You can't really expect a data structure using a finite amount of memory to contain an infinite amount of data. Otherwise it wouldn't be advertised as a "counter", but as a magic bag of holding.

tedmiston · on Oct 21, 2017

Containing an infinite amount of data and giving accurate answers are saying different things though. It can have finite memory and still give 100% accurate answers by batching from disk.

Chunking / iterative processing like this is an approach people commonly use with pandas which otherwise isn't great for data sets too big for RAM.

http://pandas-docs.github.io/pandas-docs-travis/io.html#iter...

asicsp · on Oct 21, 2017

well the intro line says "extremely fast probabilistic counting of item frequencies"

further down, "Such memory vs. accuracy tradeoffs are sometimes desirable in NLP, where being able to handle very large collections is more important than whether an event occurs exactly 55,482x or 55,519x."

if you are on github, perhaps raise an issue to add an example similar to yours as well

swalsh · on Oct 21, 2017

I'm a self-taught programmer.... and approximative algorithm made perfect sense to me. I think the description is pretty upfront.

jmmcd · on Oct 21, 2017

"Sublinear space algorithms" is another phrase that ends up meaning the same thing.

alonmln · on Oct 21, 2017

Looks useful! I like the way this library is documented, very well explained.

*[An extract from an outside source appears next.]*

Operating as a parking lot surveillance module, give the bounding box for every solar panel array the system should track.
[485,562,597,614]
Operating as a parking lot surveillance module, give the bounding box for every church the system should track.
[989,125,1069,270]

gtrubetskoy · on Oct 21, 2017

Is this a variant of Space Saving or Frequent algorithm?

Space Saving: http://citeseerx.ist.psu.edu/viewdoc/download?doi=10.1.1.94....

Frequent: https://stackoverflow.com/questions/3260653/algorithm-to-fin...

And there is a variant with a Sketch function, known as "Filtered Space Saving". I cannot find a working link to the paper, but here is a Golang implementation of it:

https://godoc.org/github.com/dgryski/go-topk

visarga · on Oct 21, 2017

It would be useful to have load/save (mmap for faster loads).

sametmax · on Oct 21, 2017

So like an hyperloglog ?

suff · on Oct 21, 2017

It is good that someone wrote this. It is embarrassing how bad Python's native performance is.

daveFNbuck · on Oct 21, 2017

This isn't a replacement for any native Python data structures. It's a collection of three different approximate data structures for dealing with large data sets where you're ok trading off accuracy for reduced memory usage.

markbnj · on Oct 21, 2017

I don't understand why it would be "embarrassing?" Python was designed to have certain characteristics and it has pretty obviously succeeded in terms of implementing design features that attracted a large number of users and a broad community. Nothing to be embarrassed about there. If you need faster processing there are numerous extensions and alternatives.